Boling stated that the U.S. will not go below the 10% agreed upon with Britain.
Trump imposed a 25% tariff for automobiles, and a later 24% tariff on Japanese goods. The tariff on Japanese goods was reduced to 10% for 90-days, but that period ends in July. Akazawa said on Tuesday that Japan is sticking to its guns, and wants tariffs removed. The White House declined to comment.
The U.S. State Department spokeswoman said that the Trump administration wants trading partners to align themselves with U.S. efforts in order to achieve "fairness, balance and protection of U.S. national and economic security."
Two senior Japanese officials said that the auto industry in Japan was becoming a laggard. They suggested using tariffs to make sweeping changes and catch up to EV competitors.
The trade ministry stated that the auto industry in Japan must adapt to the significant changes to the competitive environment, regardless of the U.S. Tariffs.
Japan's Tier 1 auto suppliers purchase parts from Tier 2 suppliers and so on. The bottom of the chain can consist of little more than a neighborhood workshop that produces a single component. Officials from the government have urged small companies to innovate, consolidate and gain scale.
A team of automotive industry experts supports 200 companies at Ashikaga Bank. Around 80% are Tier 2 suppliers or below.
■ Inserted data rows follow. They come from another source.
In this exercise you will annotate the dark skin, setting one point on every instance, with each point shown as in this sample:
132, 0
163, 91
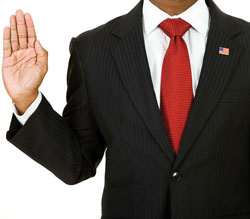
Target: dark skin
173, 7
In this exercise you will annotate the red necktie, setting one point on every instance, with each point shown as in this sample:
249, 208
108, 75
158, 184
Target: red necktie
176, 81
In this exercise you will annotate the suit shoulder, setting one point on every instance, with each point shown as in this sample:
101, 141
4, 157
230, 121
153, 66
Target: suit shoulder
243, 25
98, 34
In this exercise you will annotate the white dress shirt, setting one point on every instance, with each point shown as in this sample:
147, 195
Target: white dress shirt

Unauthorized member of the team said that they were worried about tariffs leading to higher vehicle costs and a decrease in Japanese car sales to the U.S. which would affect the bank's customers.
Shinichi Iizuka of Toa Kogyo - a suspension manufacturer in Subaru's hometown, Ota near Takasaki - said that the burden of tariffs will be shared between consumers, car dealers and automakers.
Subaru sells 70% of its cars in the U.S. where it is reliant on local production and imports. Subaru announced on Monday that it would be raising prices for several U.S. model lines.
Subaru CFO Shinsuke Toda said this month that the company was willing to discuss with suppliers how they could share their burdens, but added that the situation remained uncertain.
It's Personal Suzuki's desire to diversify Kyowa Industrial to include medical devices is similar to the pivot her father made during the trade tensions of the 1980s, when Kyowa shifted away from mass-production of lower-profitable auto components to concentrate on prototypes and racing engine components with higher margins. Suzuki took over the company in 2000, and her father passed away in 2013.
Suzuki planned to establish a U.S. sales record for medical equipment before Trump's tariffs to ease entry into other markets. She said that with the introduction of U.S. tariffs, her team had considered shifting production to the U.S. where costs are higher, or shifting sales focus to Asia.
Suzuki stated that Kyowa was in discussions with potential distributors from Singapore and Hong Kong due to the uncertainty surrounding Trump's announcements.
Kyowa still gets 70% of its business from automakers. The rest comes from chip-equipment manufacturers and the Japanese space program. It provides parts to Formula One racecars, General Motors, and most Japanese automakers.
Sales are modest at 2 billion yen per year ($14 million). According to Teikoku Databank, Kyowa still has a larger market share than the other three quarters of Japan's 68,000 auto-supply companies.
Suzuki's love for America is a personal issue, as she grew up listening rock music in the U.S. Armed forces radio. She also studied English at university and has a deep attachment to America. She recalls watching Aerosmith perform live in Japan at their first concert.
"Japan has a long-standing history of friendship with America." She said, "I hope they can come up with a solution."